Monday, December 8, 2014

There Are No Insignificant Christians

One of the heaviest thoughts that can visit the human heart is the insignificance of the average man. Seen against the long procession of the ages and the countless multitudes of people who have inhabited the earth, we are each one no more than a grain of sand on the wide seashore.

It takes some reflection to make this appear to our minds as it really is. The human ego may be counted upon to accent our individual worth and to give a false permanence to what is anything but permanent. A man in his pride may feel himself to be so important that it is hard for him to visualize the world as continuing to endure after he is removed from the scene; but all we need to do is wait. Time will grind him to dust and toss him to the winds; his friends will disappear one by one from their old familiar haunts, and there will be no one left to remember him. The passing generations will sift over him layer upon layer of forgetfulness, and he will no longer have any earthly meaning. He will cease to be a name and will become merely a statistic.

This consideration, if no other, should dispose us to embrace the message of Christ. That message is so full and comprehensive that it is never possible to state in one paragraph or one page or one volume all that it is. It is doubtful, in fact, whether all the world could contain the books if the whole wonder of the gospel were to be written. But not the least among the benefits of the cross is its dignification of the individual.

No matter how insignificant he may have been before, a man becomes significant the moment he has had an encounter with the Son of God. When the Lord lays His hand upon a man, that man ceases at once to be ordinary. He immediately becomes extraordinary, and his life takes on cosmic significance. The angels in heaven take notice of him and go forth to become his ministers (Hebrews 1:14). Though the man had before been only one of the faceless multitude, a mere cipher in the universe, an invisible dust grain blown across endless wastes - now he gets a face and a name and a place in the scheme of meaningful things. Christ knows His own sheep "by name."

A young preacher introduced himself to the pastor of a great metropolitan church with the words, "I am just the pastor of a small church upcountry." "Son," replied the wise minister, "there are no small churches." And there are no unknown Christians, no insignificant sons of God. Each one signifies, each is a "sign" drawing the attention of the Triune God day and night upon him. The faceless man has a face, the nameless man a name, when Jesus picks him out of the multitude and calls him to Himself.
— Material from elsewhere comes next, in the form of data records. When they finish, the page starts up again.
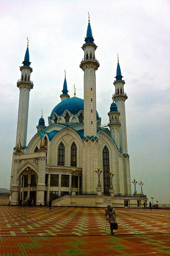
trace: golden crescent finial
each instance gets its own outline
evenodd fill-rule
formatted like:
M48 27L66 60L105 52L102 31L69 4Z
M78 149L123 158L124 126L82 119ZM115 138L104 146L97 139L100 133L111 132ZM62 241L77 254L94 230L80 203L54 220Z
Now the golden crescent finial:
M89 23L90 23L90 14L89 14L89 12L88 12L88 14L89 15Z
M28 48L28 41L29 41L29 40L28 40L28 38L29 38L29 37L27 37L27 38L26 38L26 39L27 39L27 40L28 40L28 42L27 42L27 48Z
M76 88L74 87L75 85L74 85L74 97L75 97L76 96L76 90L75 90Z

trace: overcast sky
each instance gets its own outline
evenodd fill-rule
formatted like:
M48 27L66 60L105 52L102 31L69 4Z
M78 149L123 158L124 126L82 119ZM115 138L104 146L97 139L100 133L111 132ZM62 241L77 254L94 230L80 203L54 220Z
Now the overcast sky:
M149 201L153 196L154 203L158 199L170 203L169 7L166 0L1 0L0 188L9 188L19 96L16 82L27 37L34 84L28 145L36 132L41 110L47 125L48 117L61 101L65 70L69 94L74 96L75 84L76 96L83 98L84 73L79 65L89 11L100 64L96 72L96 107L101 123L109 120L118 53L128 97L131 180L144 183ZM136 188L140 191L139 185Z

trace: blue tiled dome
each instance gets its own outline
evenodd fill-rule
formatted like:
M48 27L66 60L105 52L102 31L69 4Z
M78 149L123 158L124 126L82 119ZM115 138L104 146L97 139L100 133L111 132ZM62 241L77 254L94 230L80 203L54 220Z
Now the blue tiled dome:
M54 113L61 116L66 110L69 110L71 114L76 115L80 110L84 111L84 100L77 97L73 97L62 101L56 106L51 112L50 118L51 119ZM96 111L98 120L100 119L99 114Z

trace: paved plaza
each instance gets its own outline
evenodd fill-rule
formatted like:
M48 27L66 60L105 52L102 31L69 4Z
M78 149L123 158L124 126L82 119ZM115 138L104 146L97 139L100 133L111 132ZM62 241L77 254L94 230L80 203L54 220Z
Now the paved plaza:
M0 206L0 256L170 254L170 210L116 208L110 234L105 208Z

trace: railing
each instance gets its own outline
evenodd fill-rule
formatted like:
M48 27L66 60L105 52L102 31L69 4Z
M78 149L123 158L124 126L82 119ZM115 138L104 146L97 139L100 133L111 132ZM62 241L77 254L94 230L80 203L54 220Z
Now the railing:
M125 92L122 93L118 93L117 92L115 92L114 93L113 95L113 96L114 96L115 95L118 95L119 94L123 94L124 95L126 95L126 96L127 96L127 95Z
M30 83L33 84L33 82L32 81L31 81L31 80L28 81L25 81L25 80L22 80L21 79L18 79L18 82L21 82L21 81L24 81L24 82L29 82Z
M86 60L95 60L98 63L99 63L99 62L98 60L96 58L84 58L82 59L82 61L85 61Z
M120 124L121 121L120 120L115 120L115 119L112 119L111 120L109 120L109 123L117 123L119 124Z

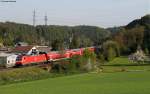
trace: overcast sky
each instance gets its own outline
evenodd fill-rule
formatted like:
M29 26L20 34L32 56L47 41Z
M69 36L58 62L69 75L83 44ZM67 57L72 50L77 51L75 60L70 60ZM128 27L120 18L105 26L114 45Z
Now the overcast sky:
M126 25L134 19L150 14L150 0L16 0L0 2L0 21L32 24L36 10L36 24L95 25L113 27Z

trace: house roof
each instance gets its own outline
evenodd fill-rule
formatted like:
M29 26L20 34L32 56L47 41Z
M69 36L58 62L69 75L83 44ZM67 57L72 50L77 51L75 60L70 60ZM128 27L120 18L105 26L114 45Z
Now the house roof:
M21 53L27 53L30 51L34 46L17 46L13 49L12 52L21 52Z

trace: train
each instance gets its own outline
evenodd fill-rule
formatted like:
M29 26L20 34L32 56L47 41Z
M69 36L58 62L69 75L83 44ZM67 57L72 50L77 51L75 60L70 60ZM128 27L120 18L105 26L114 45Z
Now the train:
M11 62L3 63L3 66L10 68L15 66L25 66L30 64L42 64L42 63L50 63L61 59L69 59L75 55L83 55L85 49L88 49L90 52L94 52L94 47L88 48L79 48L79 49L69 49L65 51L51 51L49 53L40 52L37 55L17 55L13 58Z

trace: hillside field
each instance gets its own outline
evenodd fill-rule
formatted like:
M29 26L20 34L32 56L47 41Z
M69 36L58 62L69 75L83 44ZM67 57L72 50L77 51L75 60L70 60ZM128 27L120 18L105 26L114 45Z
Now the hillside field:
M89 73L0 86L0 94L150 94L150 72Z

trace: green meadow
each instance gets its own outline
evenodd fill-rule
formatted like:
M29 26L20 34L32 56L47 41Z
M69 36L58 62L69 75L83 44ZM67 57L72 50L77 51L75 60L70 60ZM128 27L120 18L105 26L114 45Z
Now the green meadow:
M49 75L38 69L22 73L27 75ZM119 57L102 65L103 71L62 77L45 77L43 80L29 80L0 86L0 94L150 94L150 65L131 63L127 57ZM9 72L9 77L14 77ZM43 74L44 73L44 74ZM13 75L10 75L13 74ZM21 74L20 74L21 75ZM31 78L39 76L31 75ZM33 76L33 77L32 77ZM7 78L7 75L6 77Z
M150 94L150 72L89 73L0 86L0 94Z

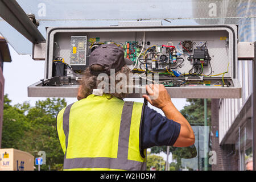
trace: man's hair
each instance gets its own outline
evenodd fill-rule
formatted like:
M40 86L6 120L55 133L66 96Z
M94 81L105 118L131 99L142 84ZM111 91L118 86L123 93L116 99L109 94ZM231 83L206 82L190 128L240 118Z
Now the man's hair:
M93 64L90 67L91 71L104 71L104 68L99 64ZM130 69L127 67L126 65L123 66L120 71L118 72L115 73L115 76L119 73L125 74L126 76L126 77L129 78L129 74L131 73L131 72ZM91 74L90 72L89 68L87 68L83 73L83 76L82 78L82 80L81 81L81 84L82 85L81 94L82 98L86 98L88 96L90 95L93 93L93 89L98 89L98 85L101 83L102 80L98 80L97 76L93 75ZM119 82L119 80L116 80L115 79L115 87L117 84ZM128 82L128 81L127 81ZM109 94L112 96L114 96L117 97L119 99L123 99L125 98L126 93L117 93L115 89L115 93L112 93L110 92L110 76L109 76L109 88L107 89L109 90ZM106 88L101 88L102 89L106 90ZM112 97L111 97L112 98Z

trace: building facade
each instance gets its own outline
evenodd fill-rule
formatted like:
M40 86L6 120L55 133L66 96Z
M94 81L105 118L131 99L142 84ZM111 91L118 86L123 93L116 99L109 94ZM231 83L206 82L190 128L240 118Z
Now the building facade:
M11 62L11 55L6 40L0 36L0 148L2 143L2 129L4 103L5 78L3 75L3 63Z
M238 20L239 41L255 42L256 19L250 17L256 16L256 2L241 1L236 13L238 17L248 17ZM217 126L216 128L218 127L219 133L218 138L212 139L216 140L216 144L218 143L213 150L218 152L219 162L222 163L222 165L213 167L213 169L252 169L252 68L251 61L238 61L238 79L242 88L241 98L213 101L214 106L212 111L216 118L212 119L213 124ZM213 129L213 132L216 131Z

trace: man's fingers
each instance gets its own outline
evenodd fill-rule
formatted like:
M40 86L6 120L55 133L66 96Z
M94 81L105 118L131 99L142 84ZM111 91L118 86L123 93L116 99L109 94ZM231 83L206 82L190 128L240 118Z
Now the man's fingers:
M151 101L151 100L150 99L150 97L148 96L147 96L147 95L143 95L143 96L142 96L142 97L146 98L147 100L147 101L148 101L148 102L150 103L151 105L152 105L152 101Z
M150 85L146 85L146 89L150 96L154 95L154 91L152 89L152 86L151 86L151 85L152 84L150 84Z

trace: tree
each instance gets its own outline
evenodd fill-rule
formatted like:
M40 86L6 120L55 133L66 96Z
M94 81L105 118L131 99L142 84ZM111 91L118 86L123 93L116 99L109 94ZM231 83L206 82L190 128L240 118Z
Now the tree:
M39 151L46 153L47 165L42 170L61 169L64 154L56 128L56 117L67 105L64 99L47 98L37 101L35 106L24 102L14 106L5 96L3 148L14 148L28 152L35 158Z
M165 167L165 162L162 156L150 155L148 152L147 155L147 170L150 170L150 168L152 167L155 167L156 171L162 171Z
M185 106L180 113L192 125L203 125L204 123L204 104L203 99L188 98L187 102L189 105ZM207 100L207 125L210 126L210 103Z
M190 104L186 105L180 110L191 125L203 125L204 124L204 106L203 99L187 99ZM210 126L210 100L207 100L208 126ZM166 146L154 147L151 148L151 154L159 154L161 152L167 152ZM195 146L188 147L175 147L170 146L170 152L172 154L173 159L176 160L176 165L172 164L174 168L178 170L181 167L181 159L189 159L197 156L196 148Z

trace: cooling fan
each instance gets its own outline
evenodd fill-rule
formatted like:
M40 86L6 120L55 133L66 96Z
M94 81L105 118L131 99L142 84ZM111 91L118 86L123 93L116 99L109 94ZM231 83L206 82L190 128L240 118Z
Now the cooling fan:
M182 42L183 51L192 51L193 50L193 42L191 40L184 40Z

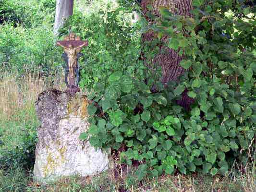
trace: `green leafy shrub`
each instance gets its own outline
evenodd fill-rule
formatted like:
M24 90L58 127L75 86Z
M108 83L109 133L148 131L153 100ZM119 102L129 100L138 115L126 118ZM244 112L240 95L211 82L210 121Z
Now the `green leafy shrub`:
M17 71L37 69L47 73L60 65L61 55L54 46L54 39L48 24L25 29L5 23L0 28L0 66Z
M137 57L101 73L93 86L91 126L81 138L90 135L96 147L125 149L123 160L140 162L139 180L176 171L224 174L234 159L246 163L256 133L256 63L255 36L247 41L243 34L252 34L255 21L227 16L232 5L215 1L194 1L193 18L163 9L149 27L159 39L145 43L148 60L155 55L149 48L158 41L185 53L180 65L186 71L179 83L164 87ZM82 82L88 81L87 73ZM177 104L184 91L194 99L189 111Z
M7 22L31 28L46 21L53 23L55 4L55 0L1 0L0 24Z
M0 122L0 169L34 166L38 121L33 110L31 120L24 121L28 112L21 111L19 120Z
M61 36L65 36L72 27L82 39L89 41L82 52L85 61L81 59L80 63L82 87L89 89L94 82L104 81L113 72L123 68L132 70L140 56L137 27L132 27L122 16L122 10L111 8L110 5L106 10L96 10L85 16L75 13L61 30Z

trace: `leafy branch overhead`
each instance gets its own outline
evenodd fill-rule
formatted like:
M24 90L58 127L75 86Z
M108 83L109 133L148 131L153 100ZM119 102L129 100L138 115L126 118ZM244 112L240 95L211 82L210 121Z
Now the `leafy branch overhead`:
M139 2L119 1L129 9L67 22L89 39L81 86L91 89L93 101L90 143L124 146L122 160L139 162L139 180L177 171L224 174L232 160L244 159L256 133L253 7L195 0L188 17L142 0L145 14L132 27L120 14ZM171 54L181 58L181 69L177 80L166 81L173 71L162 63ZM190 99L190 110L180 105Z

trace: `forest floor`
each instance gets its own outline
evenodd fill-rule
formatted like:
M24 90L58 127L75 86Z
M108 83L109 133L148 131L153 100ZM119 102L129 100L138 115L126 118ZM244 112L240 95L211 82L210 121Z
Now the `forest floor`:
M27 73L22 80L17 81L12 75L1 72L3 78L0 81L0 159L2 158L12 164L13 168L9 167L4 169L0 166L0 192L256 191L255 170L249 167L239 170L235 163L225 177L177 173L139 181L134 176L135 168L122 165L118 159L114 159L112 168L97 176L65 177L47 185L34 182L32 177L33 162L26 169L19 164L26 159L33 161L33 157L24 154L31 155L36 143L34 138L39 122L34 104L38 94L46 89L63 90L64 85L60 83L64 82L63 77L54 79L54 83L50 84L46 83L49 82L47 79L34 74ZM29 151L30 150L32 151ZM0 161L0 163L3 163Z

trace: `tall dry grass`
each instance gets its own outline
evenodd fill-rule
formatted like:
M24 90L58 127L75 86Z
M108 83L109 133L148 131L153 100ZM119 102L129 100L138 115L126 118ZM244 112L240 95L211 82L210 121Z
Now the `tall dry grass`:
M38 94L47 89L65 89L63 73L46 77L28 71L19 78L17 74L0 70L0 120L15 120L20 111L34 107Z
No doubt we grieve our Lord by thinking of ourselves as less than we are in the plan of God. In ourselves we are nothing, and the vast gulf of forgetfulness toward which we were heading was the proper place for us. We had earned no share in God's interest, no place in His affection; our sins had forfeited any claim we might have had upon God as Creator. But the blood of the everlasting covenant has changed all that. Our claim is that of a child upon his Father. We have a right in the Father's household, and we can sit down at His table without fear or embarrassment. In the kingdom of God we signify.